To replicate our proteomics findings, we used four datasets from three studies. Ferkingstad et al.²⁰, used 35k participants of European ancestry and the SomaScan 5k platform to measure plasma proteome. Surapaneni et al.¹⁶, used 466 participants of African ancestry and the SomaScan 7k platform to measure serum proteome. Sun et al.¹⁷, used 34k participants of European ancestry as well as 931 participants of African ancestry and the OLINK 3k platform to measure plasma proteome. We set six categories when comparing the study-wide significant findings from this study and its corresponding external studies: 1) validated with a p value below the Bonferroni-corrected study-wide threshold (5 × 10⁻¹¹) account for 1000 independent features; 2) known with a p value below the genome-wide threshold (5 × 10⁻⁸); 3) replicated with a p value below the nominal threshold (5 × 10⁻²); 4) not replicated with a p value greater or equal to the nominal threshold; 5) not reported with a matching protein but a missing proxy variant; 6) not reported with a non-matching protein.

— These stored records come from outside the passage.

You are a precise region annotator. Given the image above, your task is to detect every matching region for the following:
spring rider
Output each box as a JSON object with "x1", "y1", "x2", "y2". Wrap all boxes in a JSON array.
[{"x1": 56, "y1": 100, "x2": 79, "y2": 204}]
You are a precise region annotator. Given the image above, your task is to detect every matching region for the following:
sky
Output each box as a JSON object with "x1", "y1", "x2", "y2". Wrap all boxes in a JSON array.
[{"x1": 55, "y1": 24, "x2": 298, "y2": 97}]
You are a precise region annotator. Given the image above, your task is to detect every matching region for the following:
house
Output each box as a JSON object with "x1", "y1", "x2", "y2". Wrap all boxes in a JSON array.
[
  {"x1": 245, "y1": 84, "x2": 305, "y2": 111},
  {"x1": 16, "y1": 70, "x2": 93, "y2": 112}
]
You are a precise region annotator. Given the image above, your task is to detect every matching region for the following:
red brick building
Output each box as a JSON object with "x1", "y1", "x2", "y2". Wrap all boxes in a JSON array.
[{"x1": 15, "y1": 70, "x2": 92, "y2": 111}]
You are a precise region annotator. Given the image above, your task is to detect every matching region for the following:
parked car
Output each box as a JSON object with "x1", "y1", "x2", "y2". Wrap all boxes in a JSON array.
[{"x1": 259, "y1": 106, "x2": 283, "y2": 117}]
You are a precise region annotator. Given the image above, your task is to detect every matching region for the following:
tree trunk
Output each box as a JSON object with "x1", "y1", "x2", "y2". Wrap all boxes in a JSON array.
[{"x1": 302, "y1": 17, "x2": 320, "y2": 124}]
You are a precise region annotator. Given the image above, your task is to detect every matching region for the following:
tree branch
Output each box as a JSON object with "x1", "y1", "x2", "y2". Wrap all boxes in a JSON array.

To replicate our metabolomics findings, we used three studies. Yin et al.²², used 6136 participants of European ancestry from Finland and the Metabolon HD4 platform to measure plasma metabolome. Chen et al.²³, used 8299 participants of European ancestry and the Metabolon HD4 platform to measure plasma metabolome. Rhee et al.²⁴, used 687 participants of African ancestry and the Broad Institute platform to measure plasma metabolome. For mQTLs of African ancestry by Rhee et al. 2022, the number of metabolites overlapping between their platform (Broad Institute) with our platform (Metabolon HD4) was 207. This overlap was performed via HMDB-ID matching, rather than chemical name (Supplementary Data 15). We set four categories when comparing the study-wide significant findings from this study and its corresponding external studies: 1) validated with a p value below the Bonferroni-corrected study-wide threshold (5 × 10⁻¹¹) account for 1000 independent features; 2) known with a p value below the genome-wide threshold (5 × 10⁻⁸); 3) replicated with a p value below the nominal threshold (5 × 10⁻²); 4) not replicated with a p value greater or equal to the nominal threshold; 5) not reported with a matching metabolite but a missing proxy variant; 6) not reported with a non-matching metabolite.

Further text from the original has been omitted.